1. What stops being cute after the age of 13?
Bed Wetting

2. What is something you hilariously misinterpreted as a kid?
I used to think that Holland and the Netherlands were different places. Hell is worse than that – I didn’t realize this misinterpretation until I was in my mid-30s.

3. If someone leaves an abandoned baby on your front porch what will you do?
Call the cops and Child Welfare Services – I am not a father figure – jeesh that would be a disaster.

4. What two types of people are there?
Those who have seen Springsteen live and those who have not. Those who have, understand. The Boss abides.

5. What is a skill that almost everyone in our grandparent’s generation had, that almost none of us have today?
Give back change in that cool count back out way – and do basic maths in their heads.
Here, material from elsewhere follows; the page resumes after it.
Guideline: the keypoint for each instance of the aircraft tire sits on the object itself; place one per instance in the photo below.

2 Replies to “Friday Fives”

  1. 1. Throwing tantrums at the grocery store.

    2. In “America the Beautiful,” I mistook the lyrics “Thine alabaster cities gleam,” as thine old bastard cities gleam. It wasn’t till I was in the fifth grade that I learned what alabaster is.

    3. Clarifying question: Is this a random baby, or the group baby? If it’s a random baby, then call 911 and get help. If it’s the group baby, I’ll look at the schedule and try to figure out who’s turn it is to watch the baby.
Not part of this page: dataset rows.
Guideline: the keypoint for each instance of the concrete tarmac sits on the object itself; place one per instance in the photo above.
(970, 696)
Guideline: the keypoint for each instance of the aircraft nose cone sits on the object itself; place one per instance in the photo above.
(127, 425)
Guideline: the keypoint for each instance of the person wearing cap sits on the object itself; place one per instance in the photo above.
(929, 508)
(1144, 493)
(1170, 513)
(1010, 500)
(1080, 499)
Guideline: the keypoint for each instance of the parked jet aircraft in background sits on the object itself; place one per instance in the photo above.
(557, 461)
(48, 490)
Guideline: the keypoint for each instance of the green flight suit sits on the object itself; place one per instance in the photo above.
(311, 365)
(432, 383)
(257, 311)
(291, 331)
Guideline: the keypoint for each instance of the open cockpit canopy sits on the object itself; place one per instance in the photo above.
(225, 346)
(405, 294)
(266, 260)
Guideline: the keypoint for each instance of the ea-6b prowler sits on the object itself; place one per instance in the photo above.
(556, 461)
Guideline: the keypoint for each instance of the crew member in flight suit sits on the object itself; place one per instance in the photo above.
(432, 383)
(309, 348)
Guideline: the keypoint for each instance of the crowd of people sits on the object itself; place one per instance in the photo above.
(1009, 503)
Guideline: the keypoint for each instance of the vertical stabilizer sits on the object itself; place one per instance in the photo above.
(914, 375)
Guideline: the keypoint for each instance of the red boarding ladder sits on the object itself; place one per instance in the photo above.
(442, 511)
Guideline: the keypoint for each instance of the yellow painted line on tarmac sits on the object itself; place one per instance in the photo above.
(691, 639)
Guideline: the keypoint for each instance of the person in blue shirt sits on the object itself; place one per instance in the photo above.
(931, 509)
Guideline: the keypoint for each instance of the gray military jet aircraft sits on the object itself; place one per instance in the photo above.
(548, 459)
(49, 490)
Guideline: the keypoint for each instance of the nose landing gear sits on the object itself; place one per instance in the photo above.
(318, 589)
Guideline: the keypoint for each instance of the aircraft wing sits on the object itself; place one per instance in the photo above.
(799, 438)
    4. People who behave in their own self interests, and people who behave against their own self interests.

    5. Writing legibly in cursive.

  2. 1) Yelling for someone in a public place.

    2) I used to think all tv shows were live. It didn’t last real long having an older brother.

    3) 911 for the hand off. I’m not a baby storage facility and there is no sign out front that says otherwise.

    4) People who like bacon and people who are wrong.

    5) How to read an actual paper map.